As far as I am aware, there is no way to force an output of all possible (alternative) alignments.

Click to show example
#include <vector>

#include <seqan3/alignment/aligned_sequence/debug_stream_alignment.hpp>
#include <seqan3/alignment/configuration/align_config_edit.hpp>
#include <seqan3/alignment/pairwise/align_pairwise.hpp>
#include <seqan3/alphabet/nucleotide/dna4.hpp>
#include <seqan3/core/debug_stream.hpp>

int main()
{
    using namespace seqan3::literals;

    std::vector<seqan3::dna4> const sequence_1{"ACGT"_dna4};
    std::vector<seqan3::dna4> const sequence_2{"AGCT"_dna4};

    auto config = seqan3::align_cfg::method_global{} | seqan3::align_cfg::edit_scheme;

    for (auto const & result : seqan3::align_pairwise(std::tie(sequence_1, sequence_2), config))
        seqan3::debug_stream << result << '\n';
}

Will output:

{sequence1 id: 0, sequence2 id: 0, score: -2, begin: (0,0), end: (4,4), 
alignment:
      0     .
        A-CGT
        | | |
        AGC-T
}

An alternative is:

ACG-T
| | |
A-GCT

but the algorithm will prefer putting the gap in the first sequence first.


@rrahn will also have a look at your questions and correct me/expand on my answers if necessary :)

What would the use case be for iterating over all alternative alignments?
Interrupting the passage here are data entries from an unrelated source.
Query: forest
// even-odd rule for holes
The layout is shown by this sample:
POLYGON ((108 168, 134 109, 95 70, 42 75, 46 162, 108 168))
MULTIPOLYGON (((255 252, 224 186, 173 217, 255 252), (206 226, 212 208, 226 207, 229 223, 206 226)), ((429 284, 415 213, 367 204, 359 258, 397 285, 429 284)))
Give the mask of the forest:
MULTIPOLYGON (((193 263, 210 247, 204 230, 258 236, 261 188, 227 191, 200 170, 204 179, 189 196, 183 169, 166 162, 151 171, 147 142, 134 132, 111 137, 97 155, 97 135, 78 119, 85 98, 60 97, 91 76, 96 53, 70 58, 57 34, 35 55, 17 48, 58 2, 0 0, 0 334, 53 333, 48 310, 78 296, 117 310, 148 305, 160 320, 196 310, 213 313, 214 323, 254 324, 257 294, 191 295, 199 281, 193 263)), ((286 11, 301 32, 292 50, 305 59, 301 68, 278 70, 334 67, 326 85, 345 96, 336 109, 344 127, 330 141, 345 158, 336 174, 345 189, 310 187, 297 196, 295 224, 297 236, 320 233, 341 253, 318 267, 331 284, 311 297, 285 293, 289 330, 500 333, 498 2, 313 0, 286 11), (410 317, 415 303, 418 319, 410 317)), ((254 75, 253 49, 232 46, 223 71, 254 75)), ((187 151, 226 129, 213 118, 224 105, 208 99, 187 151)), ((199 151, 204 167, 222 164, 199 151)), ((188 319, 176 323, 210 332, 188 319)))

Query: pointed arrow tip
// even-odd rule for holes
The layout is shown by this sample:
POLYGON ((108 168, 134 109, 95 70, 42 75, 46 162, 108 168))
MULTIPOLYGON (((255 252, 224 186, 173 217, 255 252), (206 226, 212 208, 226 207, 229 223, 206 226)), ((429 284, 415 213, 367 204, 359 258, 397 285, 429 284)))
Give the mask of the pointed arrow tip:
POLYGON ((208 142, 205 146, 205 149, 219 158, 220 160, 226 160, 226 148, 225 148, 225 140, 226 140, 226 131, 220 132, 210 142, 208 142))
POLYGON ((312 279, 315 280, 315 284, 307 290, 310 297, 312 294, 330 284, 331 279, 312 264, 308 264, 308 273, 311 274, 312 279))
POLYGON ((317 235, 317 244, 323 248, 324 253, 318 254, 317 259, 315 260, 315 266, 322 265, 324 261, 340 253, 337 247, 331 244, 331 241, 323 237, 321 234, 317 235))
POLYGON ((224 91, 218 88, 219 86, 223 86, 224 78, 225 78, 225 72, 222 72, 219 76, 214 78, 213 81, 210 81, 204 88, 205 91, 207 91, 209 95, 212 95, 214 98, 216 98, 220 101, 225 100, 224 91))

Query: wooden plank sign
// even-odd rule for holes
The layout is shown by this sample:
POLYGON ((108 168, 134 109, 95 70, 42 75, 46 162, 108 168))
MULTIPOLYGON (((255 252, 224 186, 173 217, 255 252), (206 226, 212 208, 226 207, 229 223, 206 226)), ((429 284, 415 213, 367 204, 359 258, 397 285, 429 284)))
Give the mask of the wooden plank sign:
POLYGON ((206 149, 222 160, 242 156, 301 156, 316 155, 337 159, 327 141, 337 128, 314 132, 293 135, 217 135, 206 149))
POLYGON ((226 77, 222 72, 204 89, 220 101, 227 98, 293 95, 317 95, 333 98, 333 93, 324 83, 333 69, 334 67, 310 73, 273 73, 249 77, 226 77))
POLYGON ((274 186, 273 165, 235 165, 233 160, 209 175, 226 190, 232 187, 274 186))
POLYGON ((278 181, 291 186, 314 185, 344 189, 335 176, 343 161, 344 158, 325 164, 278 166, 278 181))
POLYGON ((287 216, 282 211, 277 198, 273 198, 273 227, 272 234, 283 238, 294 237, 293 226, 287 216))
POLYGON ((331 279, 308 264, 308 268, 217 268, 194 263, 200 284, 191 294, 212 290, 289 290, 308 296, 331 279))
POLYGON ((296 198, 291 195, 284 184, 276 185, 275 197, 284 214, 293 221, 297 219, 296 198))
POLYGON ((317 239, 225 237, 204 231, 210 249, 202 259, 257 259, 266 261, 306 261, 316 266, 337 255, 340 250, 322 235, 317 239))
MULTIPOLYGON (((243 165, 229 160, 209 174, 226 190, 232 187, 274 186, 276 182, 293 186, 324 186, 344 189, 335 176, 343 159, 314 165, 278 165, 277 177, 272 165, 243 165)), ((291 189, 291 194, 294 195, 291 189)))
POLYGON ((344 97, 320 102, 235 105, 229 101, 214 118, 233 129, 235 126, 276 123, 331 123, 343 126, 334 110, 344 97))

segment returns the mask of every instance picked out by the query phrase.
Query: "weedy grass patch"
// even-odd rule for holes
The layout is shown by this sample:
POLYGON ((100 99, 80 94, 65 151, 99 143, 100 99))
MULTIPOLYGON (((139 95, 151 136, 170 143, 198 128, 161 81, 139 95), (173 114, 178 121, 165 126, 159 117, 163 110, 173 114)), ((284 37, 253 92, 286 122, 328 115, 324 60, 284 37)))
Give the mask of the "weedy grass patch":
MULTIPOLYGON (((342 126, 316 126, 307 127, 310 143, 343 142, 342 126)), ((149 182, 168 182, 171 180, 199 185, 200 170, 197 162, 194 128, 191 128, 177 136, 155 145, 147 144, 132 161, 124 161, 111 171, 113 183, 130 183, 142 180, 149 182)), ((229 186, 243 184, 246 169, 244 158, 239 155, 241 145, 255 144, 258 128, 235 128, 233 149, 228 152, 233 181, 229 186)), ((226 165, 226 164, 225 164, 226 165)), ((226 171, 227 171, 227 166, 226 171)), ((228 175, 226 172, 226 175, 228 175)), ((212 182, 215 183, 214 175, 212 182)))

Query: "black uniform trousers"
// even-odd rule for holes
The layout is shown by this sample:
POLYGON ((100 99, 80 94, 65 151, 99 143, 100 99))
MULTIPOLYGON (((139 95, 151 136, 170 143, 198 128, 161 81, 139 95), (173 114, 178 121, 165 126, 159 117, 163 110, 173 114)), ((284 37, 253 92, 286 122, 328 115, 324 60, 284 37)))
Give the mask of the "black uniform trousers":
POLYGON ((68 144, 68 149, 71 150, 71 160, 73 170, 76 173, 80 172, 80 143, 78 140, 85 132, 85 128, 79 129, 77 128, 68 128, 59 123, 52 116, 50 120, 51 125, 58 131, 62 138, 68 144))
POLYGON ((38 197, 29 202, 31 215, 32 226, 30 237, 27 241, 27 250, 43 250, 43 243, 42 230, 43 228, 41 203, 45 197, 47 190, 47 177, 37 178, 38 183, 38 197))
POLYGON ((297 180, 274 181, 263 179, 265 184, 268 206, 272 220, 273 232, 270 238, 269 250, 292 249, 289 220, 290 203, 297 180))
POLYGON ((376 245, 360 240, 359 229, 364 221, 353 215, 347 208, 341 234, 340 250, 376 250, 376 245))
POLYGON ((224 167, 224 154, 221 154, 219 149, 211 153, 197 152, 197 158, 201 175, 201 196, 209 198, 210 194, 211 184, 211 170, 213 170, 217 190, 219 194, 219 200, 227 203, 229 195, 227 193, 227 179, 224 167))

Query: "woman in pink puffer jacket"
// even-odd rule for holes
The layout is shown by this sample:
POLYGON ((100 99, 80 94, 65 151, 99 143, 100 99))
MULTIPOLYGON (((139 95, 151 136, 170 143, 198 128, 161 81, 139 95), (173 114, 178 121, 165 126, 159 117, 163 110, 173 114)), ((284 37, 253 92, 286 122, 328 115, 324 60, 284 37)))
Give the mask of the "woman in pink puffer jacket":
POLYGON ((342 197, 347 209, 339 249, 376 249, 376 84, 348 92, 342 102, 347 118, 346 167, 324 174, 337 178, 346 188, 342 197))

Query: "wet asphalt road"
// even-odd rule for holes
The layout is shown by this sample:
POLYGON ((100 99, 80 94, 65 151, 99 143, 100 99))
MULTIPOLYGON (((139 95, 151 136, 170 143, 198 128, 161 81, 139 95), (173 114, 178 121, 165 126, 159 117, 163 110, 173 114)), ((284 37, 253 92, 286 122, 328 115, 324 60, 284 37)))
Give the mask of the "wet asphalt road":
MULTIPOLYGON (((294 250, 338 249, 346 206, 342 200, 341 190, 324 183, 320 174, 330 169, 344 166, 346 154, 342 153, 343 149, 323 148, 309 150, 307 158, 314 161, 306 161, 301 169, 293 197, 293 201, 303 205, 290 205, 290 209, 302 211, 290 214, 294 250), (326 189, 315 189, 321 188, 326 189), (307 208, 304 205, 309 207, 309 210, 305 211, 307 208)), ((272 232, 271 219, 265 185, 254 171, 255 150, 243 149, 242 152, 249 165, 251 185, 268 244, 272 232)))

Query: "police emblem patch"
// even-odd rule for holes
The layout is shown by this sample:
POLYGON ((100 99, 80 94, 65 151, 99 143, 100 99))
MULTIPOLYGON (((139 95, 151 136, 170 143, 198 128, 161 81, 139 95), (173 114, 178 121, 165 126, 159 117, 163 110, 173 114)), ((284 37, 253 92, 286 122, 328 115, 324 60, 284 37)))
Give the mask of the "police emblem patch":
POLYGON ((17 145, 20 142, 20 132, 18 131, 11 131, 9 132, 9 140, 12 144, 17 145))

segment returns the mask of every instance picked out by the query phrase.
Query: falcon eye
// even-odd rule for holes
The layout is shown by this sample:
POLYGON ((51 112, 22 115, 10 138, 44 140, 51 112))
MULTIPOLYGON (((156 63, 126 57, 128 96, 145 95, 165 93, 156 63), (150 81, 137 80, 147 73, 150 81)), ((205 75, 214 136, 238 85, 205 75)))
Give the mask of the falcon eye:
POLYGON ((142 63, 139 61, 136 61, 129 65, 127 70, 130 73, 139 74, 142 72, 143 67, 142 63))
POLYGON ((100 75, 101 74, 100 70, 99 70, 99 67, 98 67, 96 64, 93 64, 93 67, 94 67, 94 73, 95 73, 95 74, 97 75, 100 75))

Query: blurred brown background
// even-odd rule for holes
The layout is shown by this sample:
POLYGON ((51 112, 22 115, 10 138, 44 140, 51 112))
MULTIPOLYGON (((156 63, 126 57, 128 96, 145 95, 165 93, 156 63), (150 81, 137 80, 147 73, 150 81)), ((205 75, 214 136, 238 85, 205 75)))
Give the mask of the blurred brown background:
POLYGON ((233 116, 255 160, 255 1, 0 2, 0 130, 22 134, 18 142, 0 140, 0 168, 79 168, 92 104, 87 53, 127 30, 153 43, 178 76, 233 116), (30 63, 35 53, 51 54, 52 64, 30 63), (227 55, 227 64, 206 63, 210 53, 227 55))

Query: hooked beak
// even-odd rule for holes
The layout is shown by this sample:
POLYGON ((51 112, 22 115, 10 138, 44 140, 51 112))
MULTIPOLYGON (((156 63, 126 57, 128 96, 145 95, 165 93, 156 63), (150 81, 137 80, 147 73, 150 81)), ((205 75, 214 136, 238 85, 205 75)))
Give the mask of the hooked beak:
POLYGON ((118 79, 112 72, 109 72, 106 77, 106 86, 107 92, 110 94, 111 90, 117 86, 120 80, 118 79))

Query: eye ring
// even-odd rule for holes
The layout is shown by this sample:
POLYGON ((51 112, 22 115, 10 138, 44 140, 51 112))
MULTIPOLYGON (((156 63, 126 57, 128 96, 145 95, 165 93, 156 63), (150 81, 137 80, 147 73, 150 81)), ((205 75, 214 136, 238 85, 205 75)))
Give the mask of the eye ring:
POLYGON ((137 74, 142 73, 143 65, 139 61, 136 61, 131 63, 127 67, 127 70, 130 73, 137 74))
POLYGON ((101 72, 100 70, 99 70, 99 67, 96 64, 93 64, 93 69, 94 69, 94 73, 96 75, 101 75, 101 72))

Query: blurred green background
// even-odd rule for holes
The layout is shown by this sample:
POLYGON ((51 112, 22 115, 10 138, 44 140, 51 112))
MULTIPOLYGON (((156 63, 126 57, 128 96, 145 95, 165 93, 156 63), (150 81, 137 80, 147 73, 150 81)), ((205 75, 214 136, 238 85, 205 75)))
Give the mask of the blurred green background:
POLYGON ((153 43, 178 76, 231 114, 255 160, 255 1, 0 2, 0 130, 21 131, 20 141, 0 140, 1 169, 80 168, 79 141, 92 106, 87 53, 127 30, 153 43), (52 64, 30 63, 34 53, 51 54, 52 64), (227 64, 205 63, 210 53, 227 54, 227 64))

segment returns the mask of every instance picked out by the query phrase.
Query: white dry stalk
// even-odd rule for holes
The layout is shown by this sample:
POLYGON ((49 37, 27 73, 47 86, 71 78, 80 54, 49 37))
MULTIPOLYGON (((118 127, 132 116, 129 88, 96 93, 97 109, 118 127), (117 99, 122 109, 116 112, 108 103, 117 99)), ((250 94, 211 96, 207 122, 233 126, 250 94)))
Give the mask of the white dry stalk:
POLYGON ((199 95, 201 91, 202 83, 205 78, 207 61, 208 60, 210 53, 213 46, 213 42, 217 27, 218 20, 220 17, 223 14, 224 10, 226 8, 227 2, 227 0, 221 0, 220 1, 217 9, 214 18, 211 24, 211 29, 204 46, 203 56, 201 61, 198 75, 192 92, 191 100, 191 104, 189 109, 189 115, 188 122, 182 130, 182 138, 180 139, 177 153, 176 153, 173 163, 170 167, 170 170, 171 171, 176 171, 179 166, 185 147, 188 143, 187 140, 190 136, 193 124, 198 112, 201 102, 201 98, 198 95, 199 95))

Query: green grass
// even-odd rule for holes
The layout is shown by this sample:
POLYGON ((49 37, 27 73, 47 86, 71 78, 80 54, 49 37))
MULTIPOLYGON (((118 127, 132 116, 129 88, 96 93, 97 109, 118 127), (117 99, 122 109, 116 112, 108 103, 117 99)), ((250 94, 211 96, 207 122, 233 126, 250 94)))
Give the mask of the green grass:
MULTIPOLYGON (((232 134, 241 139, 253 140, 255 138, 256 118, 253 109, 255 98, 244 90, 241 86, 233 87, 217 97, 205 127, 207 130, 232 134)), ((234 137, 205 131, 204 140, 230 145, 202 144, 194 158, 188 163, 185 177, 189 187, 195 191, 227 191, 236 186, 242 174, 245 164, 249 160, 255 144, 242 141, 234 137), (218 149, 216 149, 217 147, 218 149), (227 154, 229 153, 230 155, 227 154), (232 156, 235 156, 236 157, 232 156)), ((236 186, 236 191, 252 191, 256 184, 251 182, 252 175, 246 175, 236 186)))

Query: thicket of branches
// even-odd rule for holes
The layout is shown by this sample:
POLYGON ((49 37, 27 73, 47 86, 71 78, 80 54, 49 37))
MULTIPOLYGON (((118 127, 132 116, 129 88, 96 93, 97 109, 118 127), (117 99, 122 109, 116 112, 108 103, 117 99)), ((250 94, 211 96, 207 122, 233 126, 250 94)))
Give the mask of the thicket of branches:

Please don't hesitate to ask more questions if something is unclear.

@notestaff
Copy link
Author

Hi @eseiler and @rrahn,

Thanks for the response (and for seqan generally).
My current use case involves converting some code from python/biopython to C++/seqan3, and trying to ensure that the new code exactly reproduces the old results. I've realized now that the code path which used alignment enumeration is inactive, so don't have an immediate need for that function. However, it would help a lot if there was a systematic way to exactly reproduce, in seqan3, biopython's choice of alignment from among the top-scoring alignments. Maybe, the order in which the traceback chooses directions could be explicitly parameterized (with compile-time choices)? Then I could choose the order corresponding to biopython's implementation.

@rrahn
Copy link
Contributor

rrahn commented Oct 19, 2023

Hi @notestaff,

thanks for writing us.
If I understand you correctly, then you are interested in all cooptimal alignments that yield an optimal alignment score?
The short answer is: It is indirectly possible by forcing align_pairwise(...) to output the trace matrix:

#include <seqan3/alignment/configuration/align_config_debug.hpp>
#include <seqan3/alignment/configuration/align_config_gap_cost_affine.hpp>
#include <seqan3/alignment/configuration/align_config_method.hpp>
#include <seqan3/alignment/configuration/align_config_scoring_scheme.hpp>
#include <seqan3/alignment/matrix/detail/debug_matrix.hpp>
#include <seqan3/alignment/matrix/detail/trace_directions.hpp>
#include <seqan3/alignment/pairwise/align_pairwise.hpp>
#include <seqan3/alignment/scoring/nucleotide_scoring_scheme.hpp>
#include <seqan3/alphabet/nucleotide/dna4.hpp>

auto align_config = seqan3::align_cfg::method_global{} | 
                    seqan3::align_cfg::scoring_scheme{
                        seqan3::nucleotide_scoring_scheme{seqan3::match_score{4},
                                                          seqan3::mismatch_score{-5}}
                    } |
                    seqan3::align_cfg::gap_cost_affine{seqan3::align_cfg::open_score{-10},
                                                       seqan3::align_cfg::extension_score{-1}
                    } |
                    seqan3::align_cfg::detail::debug{};

auto source = "AACCGGTTAACCGGTT"_dna4;
auto target = "ACGTACGTA"_dna4;

using trace_matrix_t = seqan3::detail::two_dimensional_matrix<std::optional<seqan3::detail::trace_directions>>; 
auto alignments = seqan3::align_pairwise(std::tie(source, target), align_config);

for (auto && alignment : alignments) {
    trace_matrix_t trace_matrix{alignment.trace_matrix()};
    // in case you are using local alignments you can use 
    // alignment.sequence1_end_position()/alignment.sequence2_end_position() to find the column and row index where the alignment starts in the trace matrix and 
    // alignment.sequence1_begin_position()/alignment.sequence2_begin_position() to find the column and respectively row index where the alignment ends in the trace matrix.
    // you can then implement a traversal over the trace matrix to enumerate all paths between the end and begin point. 
}

Note that this soulution, however, is not implemented with efficiency in mind but thought as a debug feature to evaluate the correctness of the computed alignments.
Still it would give you an entry point to replicate the desired BioPython functionality.
You can find the corresponding API documentation of the trace_matrix in the developer API: http://docs.seqan.de/seqan3/3-master-dev/classseqan3_1_1detail_1_1two__dimensional__matrix.html.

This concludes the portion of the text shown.